Hi,
I download payment information from our bank system and now I am trying to retrieve the invoice numbers from this information.
I can get a list of invoice numbers from our ERP system and I am trying to use Philip Treacy's method from his blog post to get the information.
The received information includes a lot of reference numbers which I don't need, but these numbers may get flagged as a invoice number if I perform a partial match, therefore I would like to get an exact match.
The problem with this is, that the information is not clean. The text column includes a lot of spaces which the TRIM function does not get rid of. Also, the customer may have put : or / before the invoice number.
I have attached a small data set, where the solution only gets some of the invoice numbers, due to these issues.
I am now lost as to how to get to the desired result. Maybe there is another way to retrieve numbers? If so, I know that my invoice number is always 6 digits long.
Thanks in advance for any help.
Kind regards,
Peter Gulstad
Hi Peter,
See file attached for solution. The general approach with this is to split the text into sections using Text.Split. This gives you a List of text strings. You can then check for strings that are 6 characters long. If you find one, try to convert it to a number. If that fails then it was just text but if it succeeds then it is a number and that's your invoice number.
Of course this will only work if there are no other 6 digit numbers in the text string. But with the string formats not being consistent, we have to start somewhere.

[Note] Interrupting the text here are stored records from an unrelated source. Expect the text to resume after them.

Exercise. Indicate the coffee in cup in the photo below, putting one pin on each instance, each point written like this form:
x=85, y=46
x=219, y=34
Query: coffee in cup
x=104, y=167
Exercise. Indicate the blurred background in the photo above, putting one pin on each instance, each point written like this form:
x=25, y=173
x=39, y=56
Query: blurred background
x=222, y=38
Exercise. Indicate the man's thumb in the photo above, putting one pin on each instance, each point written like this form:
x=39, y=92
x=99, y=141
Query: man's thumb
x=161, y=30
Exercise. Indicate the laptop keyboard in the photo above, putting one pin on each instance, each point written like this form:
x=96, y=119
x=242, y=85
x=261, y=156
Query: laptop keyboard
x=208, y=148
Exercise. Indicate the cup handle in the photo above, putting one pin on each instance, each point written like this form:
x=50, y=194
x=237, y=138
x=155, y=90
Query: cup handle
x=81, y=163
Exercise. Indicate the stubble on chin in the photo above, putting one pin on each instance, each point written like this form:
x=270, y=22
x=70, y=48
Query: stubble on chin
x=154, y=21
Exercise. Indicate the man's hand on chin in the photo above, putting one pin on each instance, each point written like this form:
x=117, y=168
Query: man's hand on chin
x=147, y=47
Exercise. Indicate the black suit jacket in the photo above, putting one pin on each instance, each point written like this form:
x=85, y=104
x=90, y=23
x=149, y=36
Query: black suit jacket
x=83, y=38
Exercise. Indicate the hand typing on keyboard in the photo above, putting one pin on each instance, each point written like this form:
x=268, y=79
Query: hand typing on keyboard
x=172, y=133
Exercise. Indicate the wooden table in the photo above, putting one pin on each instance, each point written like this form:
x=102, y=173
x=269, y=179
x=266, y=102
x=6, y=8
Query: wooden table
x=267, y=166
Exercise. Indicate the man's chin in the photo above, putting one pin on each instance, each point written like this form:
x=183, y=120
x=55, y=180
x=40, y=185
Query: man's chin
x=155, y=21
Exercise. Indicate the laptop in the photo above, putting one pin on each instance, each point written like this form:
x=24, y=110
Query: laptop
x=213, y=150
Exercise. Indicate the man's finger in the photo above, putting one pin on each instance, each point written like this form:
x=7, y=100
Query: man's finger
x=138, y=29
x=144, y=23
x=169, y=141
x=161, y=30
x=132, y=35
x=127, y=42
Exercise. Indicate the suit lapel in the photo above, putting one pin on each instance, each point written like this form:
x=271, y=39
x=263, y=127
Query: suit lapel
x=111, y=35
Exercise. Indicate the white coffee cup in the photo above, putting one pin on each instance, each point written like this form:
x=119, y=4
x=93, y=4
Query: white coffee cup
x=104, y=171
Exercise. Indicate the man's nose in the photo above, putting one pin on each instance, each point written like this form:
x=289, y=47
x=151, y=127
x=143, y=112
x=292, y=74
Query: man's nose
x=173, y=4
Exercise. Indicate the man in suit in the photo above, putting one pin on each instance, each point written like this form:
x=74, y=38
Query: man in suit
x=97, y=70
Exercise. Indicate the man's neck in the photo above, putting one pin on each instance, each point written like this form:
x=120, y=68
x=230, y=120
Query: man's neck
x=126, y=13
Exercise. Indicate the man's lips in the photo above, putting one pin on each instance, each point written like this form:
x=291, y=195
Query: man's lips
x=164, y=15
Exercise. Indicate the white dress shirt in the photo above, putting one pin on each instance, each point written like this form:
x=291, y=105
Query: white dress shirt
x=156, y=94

In order to split the strings I replaced certain characters with spaces, like : and /, which you mentioned customers sometimes insert. There were also ASCII 160 characters (non-breaking space) that had to be replaced by a space.
let
Source = Excel.CurrentWorkbook(){[Name="RawData"]}[Content],
#"Changed Type" = Table.TransformColumnTypes(Source,{{"Tekst", type text}, {"Beløb i DKK", Int64.Type}}),
#"Replaced Value" = Table.ReplaceValue(#"Changed Type",":"," ",Replacer.ReplaceText,{"Tekst"}),
#"Replaced Value1" = Table.ReplaceValue(#"Replaced Value","/"," ",Replacer.ReplaceText,{"Tekst"}),
#"Replaced Value2" = Table.ReplaceValue(#"Replaced Value1",Character.FromNumber(160)," ",Replacer.ReplaceText,{"Tekst"}),
#"Added Custom" = Table.AddColumn(#"Replaced Value2", "Custom", each List.Sum(List.Transform(Text.Split([Tekst], " "), each if Text.Length(Text.Trim(_)) = 6 then try Number.From(_) otherwise 0 else 0)))
in
#"Added Custom"
Regards
Phil
Hi Phil,
Thanks so much for your solution. It really takes care of most of the problems. However, now I have to lines that yields some unexpected results. I could not find out why, but I've realized the issue now. In lines 2 and 6, the invoice number is twice in the input, and the final output gives me the double value of the invoice number 🙂 Can we also account for that?
Invoice numbers are currently in the series 21xxxx.
Thanks again.
Best regards,
Peter
Hi Peter,
Yes this situation can be dealt with. The code creates a list of values that can be converted to a number. If the value is text and can't be converted then we get a 0. So you end up with a list like this
0
0
212981
0
212981
0
This list can be sorted
212981
212981
0
0
0
0
Then you just take the first element in the list as the result - see attached file.
Regards
Phil
Thank you so much, Phil! I really appreciate it!
Kind regards,
Peter
no worries 🙂